# Tribute to Millie, everyones friend,pics



## Kinjilabs (Apr 15, 2009)

Who passed away 1 yr ago today, she was a lovely girl, miss her everyday






























































RIP Mrs Mills xxxx


----------



## Donskie (Feb 2, 2011)

RIP Millie. Hugs to you all at this time x


----------



## Tigerneko (Jan 2, 2009)

Wow that year has gone so fast, I could have sworn it was only a few months ago!

RIP lovely Millie xx


----------



## lozb (May 31, 2010)

RIP Millie, she was a gorgeous girl.xx


----------



## jopetportraits (Feb 28, 2011)

Wow she was a lovely girl.

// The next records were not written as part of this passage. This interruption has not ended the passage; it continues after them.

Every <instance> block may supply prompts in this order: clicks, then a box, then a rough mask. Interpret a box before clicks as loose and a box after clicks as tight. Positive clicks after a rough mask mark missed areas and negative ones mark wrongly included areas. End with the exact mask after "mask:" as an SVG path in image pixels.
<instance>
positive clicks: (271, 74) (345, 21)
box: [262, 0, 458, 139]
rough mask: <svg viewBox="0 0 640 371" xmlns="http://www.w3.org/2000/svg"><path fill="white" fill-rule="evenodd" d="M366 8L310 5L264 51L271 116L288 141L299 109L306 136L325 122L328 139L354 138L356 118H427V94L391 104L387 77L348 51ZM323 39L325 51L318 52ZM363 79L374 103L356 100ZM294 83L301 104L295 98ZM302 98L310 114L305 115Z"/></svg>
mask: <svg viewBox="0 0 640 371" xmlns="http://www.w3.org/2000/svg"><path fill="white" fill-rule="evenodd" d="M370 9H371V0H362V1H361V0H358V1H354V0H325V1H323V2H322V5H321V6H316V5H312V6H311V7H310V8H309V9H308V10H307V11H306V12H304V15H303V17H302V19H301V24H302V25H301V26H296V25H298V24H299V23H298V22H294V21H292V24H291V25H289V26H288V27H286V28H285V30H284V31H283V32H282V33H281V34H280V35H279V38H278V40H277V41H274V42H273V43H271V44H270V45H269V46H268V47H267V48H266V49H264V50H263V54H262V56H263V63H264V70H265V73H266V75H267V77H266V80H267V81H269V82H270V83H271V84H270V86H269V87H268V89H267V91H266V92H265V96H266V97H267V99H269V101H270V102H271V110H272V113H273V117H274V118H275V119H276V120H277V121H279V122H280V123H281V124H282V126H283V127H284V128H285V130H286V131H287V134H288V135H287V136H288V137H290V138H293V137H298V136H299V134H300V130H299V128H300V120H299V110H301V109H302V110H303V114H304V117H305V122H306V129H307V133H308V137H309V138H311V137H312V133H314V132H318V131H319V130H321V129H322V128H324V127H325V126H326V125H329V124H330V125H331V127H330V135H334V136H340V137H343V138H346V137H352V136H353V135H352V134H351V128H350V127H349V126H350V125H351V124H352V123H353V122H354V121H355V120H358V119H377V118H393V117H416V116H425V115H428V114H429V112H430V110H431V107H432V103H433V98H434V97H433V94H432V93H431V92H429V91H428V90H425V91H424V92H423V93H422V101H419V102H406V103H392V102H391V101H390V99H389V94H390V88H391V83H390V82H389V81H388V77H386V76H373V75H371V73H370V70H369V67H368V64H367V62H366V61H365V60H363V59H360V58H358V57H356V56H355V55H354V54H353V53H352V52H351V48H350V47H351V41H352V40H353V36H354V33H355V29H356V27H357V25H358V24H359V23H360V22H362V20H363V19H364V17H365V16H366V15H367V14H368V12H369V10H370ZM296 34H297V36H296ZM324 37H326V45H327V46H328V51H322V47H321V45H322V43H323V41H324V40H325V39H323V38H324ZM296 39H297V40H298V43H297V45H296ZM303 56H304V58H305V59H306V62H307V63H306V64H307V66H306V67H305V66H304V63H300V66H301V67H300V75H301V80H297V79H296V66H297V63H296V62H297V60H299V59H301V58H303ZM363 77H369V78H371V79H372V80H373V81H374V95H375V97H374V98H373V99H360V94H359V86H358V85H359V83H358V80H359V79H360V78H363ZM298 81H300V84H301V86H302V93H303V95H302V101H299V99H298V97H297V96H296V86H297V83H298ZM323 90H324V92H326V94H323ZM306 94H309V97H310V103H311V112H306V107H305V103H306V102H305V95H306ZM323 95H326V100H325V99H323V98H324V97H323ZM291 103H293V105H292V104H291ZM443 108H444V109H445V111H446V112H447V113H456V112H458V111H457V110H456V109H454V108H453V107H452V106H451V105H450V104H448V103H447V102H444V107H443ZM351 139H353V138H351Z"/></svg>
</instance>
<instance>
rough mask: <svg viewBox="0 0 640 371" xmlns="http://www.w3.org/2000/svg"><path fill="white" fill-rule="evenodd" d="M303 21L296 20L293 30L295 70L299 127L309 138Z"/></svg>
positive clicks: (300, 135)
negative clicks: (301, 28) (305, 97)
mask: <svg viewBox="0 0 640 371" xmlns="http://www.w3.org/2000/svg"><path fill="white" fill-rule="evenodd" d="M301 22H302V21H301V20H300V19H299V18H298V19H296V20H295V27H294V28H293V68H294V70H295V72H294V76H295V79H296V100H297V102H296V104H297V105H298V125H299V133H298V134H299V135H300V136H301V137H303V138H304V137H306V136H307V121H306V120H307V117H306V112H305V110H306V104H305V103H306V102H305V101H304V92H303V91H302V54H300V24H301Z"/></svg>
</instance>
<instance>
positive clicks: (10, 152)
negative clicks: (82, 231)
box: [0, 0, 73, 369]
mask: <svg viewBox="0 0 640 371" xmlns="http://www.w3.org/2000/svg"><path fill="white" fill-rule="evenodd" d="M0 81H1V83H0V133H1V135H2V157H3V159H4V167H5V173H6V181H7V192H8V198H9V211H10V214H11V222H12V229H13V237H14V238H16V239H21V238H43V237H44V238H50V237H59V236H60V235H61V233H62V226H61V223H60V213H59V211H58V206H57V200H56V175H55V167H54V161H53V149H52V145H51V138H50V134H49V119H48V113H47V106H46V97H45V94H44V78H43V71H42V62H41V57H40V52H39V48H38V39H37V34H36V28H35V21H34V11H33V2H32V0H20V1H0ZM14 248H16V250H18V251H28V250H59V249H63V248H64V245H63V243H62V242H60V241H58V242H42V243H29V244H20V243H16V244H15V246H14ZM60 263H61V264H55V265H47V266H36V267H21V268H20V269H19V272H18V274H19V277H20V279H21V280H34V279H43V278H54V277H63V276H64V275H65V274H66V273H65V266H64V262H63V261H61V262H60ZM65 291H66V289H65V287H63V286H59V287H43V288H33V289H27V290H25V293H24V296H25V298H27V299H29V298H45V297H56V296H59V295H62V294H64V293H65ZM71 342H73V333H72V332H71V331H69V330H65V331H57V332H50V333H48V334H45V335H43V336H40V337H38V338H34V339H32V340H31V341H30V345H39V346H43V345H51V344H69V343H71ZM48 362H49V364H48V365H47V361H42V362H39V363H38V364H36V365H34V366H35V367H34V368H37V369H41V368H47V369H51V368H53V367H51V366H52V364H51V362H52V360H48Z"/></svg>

RIP Millie.xx


----------



## duhig (May 10, 2011)

RIP Millie xxxx


----------



## Lulus mum (Feb 14, 2011)

What a gorgeous girl!!!
Thinking of you-(we lost our Lulu only 3 and a half months ago,but I know you will still feel the same sense of loss that we feel)

Hope your Millie will take care of Lulu as we miss her so much
Maureen


----------



## Sled dog hotel (Aug 11, 2010)

She looked such a sweet fantastic girl, you must miss her greatly, Thinking of you todayx


----------



## 912142 (Mar 28, 2011)

I'm sure you miss her so so much and those pictures are just lovely she looked like a really sweet girl.


----------



## Kitty_pig (Apr 9, 2011)

RIP sweetheart xxx


----------



## sarybeagle (Nov 4, 2009)

Hugs and rip Millie xxxxxxx


----------



## DKDREAM (Sep 15, 2008)

R.I.P Millie she was such a lovely girl the photos are beautiful, so sorry for your loss


----------